{TABLE} Flying Dutchman Overture ............ Wagner Piano Concerto No 2 ................. Liszt Symphony No 4 (Romantic) ............ Bruckner {/TABLE} THE second of the National Symphony Orchestra's three Bruckner centenary concerts was conducted at the National Concert Hall last night by Robert Houlihan.
His conception of Bruckner's altogether more rounded than that revealed last week by Kasper de Roo.
In Bruckner's Fourth Houlihan was at once expansive - this had more to do with dynamics than tempo - and concise. The linkages from phrase to phrase were taut and the music's building blocks seemed to fall naturally into larger organic patterns.

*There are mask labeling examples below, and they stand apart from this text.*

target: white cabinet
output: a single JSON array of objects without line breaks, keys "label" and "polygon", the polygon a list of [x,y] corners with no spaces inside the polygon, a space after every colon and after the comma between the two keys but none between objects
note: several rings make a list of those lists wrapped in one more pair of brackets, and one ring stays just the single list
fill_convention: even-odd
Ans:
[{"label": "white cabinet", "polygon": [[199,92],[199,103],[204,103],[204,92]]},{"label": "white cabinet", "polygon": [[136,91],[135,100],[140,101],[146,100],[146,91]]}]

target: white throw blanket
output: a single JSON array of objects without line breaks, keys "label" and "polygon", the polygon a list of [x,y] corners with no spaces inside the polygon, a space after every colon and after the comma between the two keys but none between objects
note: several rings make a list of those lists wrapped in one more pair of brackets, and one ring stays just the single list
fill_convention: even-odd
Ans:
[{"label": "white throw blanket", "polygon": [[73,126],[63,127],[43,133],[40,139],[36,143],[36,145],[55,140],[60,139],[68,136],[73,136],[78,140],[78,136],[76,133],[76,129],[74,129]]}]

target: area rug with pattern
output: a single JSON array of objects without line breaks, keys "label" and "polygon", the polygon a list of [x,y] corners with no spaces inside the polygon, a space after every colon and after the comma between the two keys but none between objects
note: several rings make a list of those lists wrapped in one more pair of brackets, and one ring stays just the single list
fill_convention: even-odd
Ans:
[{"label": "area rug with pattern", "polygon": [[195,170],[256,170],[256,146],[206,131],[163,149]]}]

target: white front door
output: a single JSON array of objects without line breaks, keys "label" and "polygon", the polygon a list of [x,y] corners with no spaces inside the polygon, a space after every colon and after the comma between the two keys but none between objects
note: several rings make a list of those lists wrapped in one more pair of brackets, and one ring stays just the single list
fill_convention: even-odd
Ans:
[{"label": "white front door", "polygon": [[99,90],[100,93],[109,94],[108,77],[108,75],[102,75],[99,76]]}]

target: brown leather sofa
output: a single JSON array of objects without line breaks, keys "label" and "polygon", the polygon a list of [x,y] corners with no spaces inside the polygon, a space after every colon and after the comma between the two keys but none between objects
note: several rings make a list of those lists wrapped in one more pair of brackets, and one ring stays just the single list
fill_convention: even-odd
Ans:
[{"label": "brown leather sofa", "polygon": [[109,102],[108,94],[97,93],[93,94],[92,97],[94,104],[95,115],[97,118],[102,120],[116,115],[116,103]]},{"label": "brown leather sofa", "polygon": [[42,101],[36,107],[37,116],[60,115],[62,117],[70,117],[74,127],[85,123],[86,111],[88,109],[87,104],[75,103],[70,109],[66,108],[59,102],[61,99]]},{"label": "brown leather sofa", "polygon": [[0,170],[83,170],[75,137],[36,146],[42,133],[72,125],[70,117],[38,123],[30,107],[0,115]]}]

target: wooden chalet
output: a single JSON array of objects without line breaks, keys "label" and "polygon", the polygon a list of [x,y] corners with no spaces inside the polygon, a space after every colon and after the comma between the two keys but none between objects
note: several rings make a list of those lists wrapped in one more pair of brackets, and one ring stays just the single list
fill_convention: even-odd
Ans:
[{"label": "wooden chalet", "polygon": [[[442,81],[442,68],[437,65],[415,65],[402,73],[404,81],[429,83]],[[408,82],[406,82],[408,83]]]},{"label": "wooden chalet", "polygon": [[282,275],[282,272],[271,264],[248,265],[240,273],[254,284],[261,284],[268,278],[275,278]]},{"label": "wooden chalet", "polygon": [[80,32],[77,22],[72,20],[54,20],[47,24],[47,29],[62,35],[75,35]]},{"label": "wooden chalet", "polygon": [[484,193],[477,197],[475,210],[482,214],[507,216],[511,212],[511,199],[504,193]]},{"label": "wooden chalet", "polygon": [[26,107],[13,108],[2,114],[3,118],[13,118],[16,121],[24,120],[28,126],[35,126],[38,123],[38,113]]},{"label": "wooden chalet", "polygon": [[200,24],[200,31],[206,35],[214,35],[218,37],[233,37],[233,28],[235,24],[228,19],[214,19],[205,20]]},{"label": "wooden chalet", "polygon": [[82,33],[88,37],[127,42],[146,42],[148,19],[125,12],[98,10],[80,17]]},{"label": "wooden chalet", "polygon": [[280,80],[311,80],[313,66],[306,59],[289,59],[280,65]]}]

Particularly different was the playing of the strings. With Clodagh Vedres at their head (rather than the leader, Alan Smale), they played with a warmth and lustre that was sadly lacking just a week earlier.

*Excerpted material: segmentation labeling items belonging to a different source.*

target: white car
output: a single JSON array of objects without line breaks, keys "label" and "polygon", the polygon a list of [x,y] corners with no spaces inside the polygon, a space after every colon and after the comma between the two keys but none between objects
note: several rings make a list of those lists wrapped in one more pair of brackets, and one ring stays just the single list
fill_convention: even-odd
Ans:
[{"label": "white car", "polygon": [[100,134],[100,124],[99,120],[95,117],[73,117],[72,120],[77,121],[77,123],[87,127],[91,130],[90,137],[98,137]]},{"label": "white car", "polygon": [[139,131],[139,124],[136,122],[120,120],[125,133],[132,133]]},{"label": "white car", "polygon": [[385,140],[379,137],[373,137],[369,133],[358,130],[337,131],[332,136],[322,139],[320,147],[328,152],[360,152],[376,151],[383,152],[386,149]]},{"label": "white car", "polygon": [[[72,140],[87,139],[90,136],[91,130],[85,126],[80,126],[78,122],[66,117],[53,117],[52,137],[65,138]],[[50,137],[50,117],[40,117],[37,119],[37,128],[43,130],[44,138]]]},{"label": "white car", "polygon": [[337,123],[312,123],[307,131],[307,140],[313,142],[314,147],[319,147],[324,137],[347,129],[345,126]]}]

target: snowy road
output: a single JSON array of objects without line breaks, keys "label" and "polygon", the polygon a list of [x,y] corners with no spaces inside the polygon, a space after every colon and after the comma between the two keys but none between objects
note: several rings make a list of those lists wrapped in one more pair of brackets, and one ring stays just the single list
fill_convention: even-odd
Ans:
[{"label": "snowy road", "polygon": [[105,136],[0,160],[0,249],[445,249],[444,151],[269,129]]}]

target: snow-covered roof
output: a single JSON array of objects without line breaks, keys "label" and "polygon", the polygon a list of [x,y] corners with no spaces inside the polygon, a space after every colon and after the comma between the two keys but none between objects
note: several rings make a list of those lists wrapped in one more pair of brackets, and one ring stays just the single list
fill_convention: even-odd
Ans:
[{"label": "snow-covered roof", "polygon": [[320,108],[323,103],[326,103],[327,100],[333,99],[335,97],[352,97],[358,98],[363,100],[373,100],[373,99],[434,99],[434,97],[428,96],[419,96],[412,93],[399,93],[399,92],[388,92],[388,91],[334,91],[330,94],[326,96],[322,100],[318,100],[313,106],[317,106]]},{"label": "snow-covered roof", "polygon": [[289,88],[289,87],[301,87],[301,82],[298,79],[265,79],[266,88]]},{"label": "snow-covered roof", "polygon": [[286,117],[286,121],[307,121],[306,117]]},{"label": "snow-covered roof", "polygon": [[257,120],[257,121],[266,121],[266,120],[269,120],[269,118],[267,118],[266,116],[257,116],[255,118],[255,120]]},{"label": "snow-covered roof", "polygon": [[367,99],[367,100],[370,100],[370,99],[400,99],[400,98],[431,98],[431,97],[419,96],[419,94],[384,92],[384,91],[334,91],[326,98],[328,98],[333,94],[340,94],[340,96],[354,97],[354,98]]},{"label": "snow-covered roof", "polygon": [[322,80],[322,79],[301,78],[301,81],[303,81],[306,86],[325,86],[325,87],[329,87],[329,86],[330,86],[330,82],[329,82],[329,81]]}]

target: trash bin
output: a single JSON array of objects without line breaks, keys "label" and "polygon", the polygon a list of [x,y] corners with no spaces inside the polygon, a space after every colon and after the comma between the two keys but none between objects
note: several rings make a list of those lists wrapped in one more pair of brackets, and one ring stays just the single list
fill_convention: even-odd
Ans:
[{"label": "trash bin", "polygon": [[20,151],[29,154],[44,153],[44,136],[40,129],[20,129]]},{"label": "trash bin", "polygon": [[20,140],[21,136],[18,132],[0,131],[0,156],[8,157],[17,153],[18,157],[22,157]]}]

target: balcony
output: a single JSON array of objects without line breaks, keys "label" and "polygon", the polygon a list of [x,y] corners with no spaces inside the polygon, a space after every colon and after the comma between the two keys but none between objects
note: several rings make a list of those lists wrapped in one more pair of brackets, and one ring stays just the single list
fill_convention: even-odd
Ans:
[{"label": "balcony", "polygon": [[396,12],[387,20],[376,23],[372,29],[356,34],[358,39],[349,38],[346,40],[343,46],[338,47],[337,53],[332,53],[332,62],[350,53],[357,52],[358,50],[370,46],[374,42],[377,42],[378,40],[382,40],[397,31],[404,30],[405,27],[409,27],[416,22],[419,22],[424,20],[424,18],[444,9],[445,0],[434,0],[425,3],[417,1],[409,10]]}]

Under Houlihan, too, the string entries materialised with appropriate roundness rather than the almost anti Brucknerian sharpness which had been favoured by de Roo in the Seventh Symphony.

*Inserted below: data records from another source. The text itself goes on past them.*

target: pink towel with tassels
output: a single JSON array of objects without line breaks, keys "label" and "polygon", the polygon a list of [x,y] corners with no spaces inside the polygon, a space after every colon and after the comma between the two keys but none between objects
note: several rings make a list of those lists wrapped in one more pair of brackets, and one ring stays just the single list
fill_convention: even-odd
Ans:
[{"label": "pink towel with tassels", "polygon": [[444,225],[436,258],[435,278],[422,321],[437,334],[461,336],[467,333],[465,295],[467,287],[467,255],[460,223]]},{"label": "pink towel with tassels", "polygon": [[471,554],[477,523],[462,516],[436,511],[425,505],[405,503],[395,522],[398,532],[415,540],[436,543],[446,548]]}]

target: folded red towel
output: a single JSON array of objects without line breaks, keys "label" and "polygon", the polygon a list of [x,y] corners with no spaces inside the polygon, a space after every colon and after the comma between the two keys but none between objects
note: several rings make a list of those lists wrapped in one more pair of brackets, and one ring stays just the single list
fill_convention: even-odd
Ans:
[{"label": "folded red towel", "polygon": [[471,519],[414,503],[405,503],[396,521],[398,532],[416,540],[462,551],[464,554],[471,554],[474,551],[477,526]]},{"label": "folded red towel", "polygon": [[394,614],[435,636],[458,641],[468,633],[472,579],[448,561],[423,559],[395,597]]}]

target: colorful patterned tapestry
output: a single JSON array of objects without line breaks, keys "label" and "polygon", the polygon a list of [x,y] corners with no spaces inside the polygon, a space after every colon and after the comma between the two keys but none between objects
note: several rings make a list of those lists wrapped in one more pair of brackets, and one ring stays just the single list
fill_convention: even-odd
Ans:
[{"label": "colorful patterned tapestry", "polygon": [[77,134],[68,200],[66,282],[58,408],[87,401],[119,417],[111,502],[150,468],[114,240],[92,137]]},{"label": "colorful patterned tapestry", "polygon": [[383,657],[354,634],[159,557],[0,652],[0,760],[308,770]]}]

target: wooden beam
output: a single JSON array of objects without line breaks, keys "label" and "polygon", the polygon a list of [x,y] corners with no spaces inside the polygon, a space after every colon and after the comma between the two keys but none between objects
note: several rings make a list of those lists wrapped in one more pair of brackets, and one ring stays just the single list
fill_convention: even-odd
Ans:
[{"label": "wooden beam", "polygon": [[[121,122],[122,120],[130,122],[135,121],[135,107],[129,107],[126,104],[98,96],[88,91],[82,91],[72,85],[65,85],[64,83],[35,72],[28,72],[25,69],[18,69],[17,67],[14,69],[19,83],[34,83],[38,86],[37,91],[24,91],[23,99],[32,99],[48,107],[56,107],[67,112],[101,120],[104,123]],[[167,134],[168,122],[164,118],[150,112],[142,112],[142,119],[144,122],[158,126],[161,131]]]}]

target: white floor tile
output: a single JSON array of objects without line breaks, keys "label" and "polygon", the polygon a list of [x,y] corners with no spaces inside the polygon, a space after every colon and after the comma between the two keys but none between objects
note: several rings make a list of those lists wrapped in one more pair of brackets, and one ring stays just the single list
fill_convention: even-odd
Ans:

Overall, however, the playing was a bit more accident prone than in the first of the Bruckner concerts, but this seemed a small price to pay for the enormous increase in Brucknerian spirit.
The concert opened with a stormy account of Wagner's Flying Dutchman Overture and the popular soloist in Liszt's Second Piano Concerto was Armen Babakhanian, winner of the concerto prize at the last Dublin International Piano Competition.
Babakhanian's was a measured approach and he was rewardingly sensitive in his interplay with the many orchestral solos in this, the less flamboyant of Liszt's concertos. The feeling of rapport between orchestra and soloist was strong, and constituted one of the major pleasures of this performance.